Breast Cancer Clinical Trial
Official title:
A Pilot Study of the Herbal Remedy Essiac (ESIAK ®) Versus Placebo in Improving the Quality of Life in Women Completing Adjuvant Treatment for Breast or Epithelial Ovarian, Fallopian Tube, or Primary Peritoneal Cancers.
This is a pilot feasibility study being performed in women completing front-line treatment for breast or ovarian cancer. It is being done to evaluate whether or not an herbal combination known as Essiac (ESIAK) can improve the overall quality of life in these women as they transition from active treatment to follow-up, also known as the quality of life in transition. This information will be used to design a larger randomized trial.
Complementary and Alternative medical (CAM) practices are “healthcare practices outside the
realm of conventional medicine, which are yet to be validated using scientific methods”. It
encompasses a wide variety of behavioral (meditation, and spiritual practices) and clinical
(herbal, acupuncture, and massage) techniques.
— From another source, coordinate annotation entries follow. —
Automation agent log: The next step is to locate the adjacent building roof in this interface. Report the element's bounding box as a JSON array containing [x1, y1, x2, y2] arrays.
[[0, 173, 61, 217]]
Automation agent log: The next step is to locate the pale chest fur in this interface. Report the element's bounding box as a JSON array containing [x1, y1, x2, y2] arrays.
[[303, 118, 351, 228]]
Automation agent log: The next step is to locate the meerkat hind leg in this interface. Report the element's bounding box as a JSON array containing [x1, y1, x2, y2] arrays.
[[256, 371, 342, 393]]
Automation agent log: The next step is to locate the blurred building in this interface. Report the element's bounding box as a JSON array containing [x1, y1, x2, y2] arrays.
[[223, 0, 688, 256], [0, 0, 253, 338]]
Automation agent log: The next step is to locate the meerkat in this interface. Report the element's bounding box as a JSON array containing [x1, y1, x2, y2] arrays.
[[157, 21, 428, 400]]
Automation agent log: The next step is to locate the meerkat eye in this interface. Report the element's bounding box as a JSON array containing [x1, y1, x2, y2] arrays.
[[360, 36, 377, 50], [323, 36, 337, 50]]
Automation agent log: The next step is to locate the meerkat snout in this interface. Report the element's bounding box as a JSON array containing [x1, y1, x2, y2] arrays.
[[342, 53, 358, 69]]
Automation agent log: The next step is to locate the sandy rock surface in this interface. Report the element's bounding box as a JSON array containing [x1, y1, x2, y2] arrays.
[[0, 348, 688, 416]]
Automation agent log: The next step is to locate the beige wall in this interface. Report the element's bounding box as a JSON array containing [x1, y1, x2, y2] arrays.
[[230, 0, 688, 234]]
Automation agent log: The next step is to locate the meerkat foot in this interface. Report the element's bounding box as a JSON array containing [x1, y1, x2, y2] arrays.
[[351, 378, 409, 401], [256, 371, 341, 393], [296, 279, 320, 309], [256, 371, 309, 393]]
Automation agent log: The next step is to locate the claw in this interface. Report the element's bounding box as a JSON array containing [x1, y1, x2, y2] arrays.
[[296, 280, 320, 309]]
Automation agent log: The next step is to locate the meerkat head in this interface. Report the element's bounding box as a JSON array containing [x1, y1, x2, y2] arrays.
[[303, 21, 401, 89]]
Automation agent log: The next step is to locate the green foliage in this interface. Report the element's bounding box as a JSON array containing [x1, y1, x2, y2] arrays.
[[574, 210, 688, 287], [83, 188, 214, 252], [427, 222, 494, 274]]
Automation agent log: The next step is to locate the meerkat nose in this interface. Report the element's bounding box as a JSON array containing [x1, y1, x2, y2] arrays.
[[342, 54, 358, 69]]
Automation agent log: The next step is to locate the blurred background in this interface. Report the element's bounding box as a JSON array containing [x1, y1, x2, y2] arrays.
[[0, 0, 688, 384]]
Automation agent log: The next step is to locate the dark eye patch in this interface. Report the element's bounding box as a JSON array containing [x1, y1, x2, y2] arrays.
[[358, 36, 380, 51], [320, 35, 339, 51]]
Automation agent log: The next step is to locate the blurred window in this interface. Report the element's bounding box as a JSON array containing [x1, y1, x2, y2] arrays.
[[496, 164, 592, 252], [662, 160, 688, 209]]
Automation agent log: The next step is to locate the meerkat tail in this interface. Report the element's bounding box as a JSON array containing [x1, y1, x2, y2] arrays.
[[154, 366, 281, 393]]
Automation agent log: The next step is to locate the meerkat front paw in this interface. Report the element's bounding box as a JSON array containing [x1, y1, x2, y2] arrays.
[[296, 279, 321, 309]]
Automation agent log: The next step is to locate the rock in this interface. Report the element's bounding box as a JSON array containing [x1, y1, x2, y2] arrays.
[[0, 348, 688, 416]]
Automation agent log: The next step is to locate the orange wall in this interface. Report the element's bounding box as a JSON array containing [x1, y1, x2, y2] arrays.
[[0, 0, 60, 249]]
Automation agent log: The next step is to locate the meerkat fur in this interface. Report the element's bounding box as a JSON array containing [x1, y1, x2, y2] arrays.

Patients with chronic diseases including
cancer tend to be very interested in these treatments and research involving CAM and their
ability to improve quality of life are needed.
Women transitioning from active treatment for breast or ovarian cancer to surveillance
(QOL-T) can experience physical and psychological distress, related to both treatment
(fatigue, alopecia, and menopausal symptoms), and the diagnosis itself. Intervention during
the critical time of transition from active therapy to follow-up may help patients to adjust
to life after cancer treatment.
Essiac has been documented to be a popular form of herbal treatment in patients with cancer.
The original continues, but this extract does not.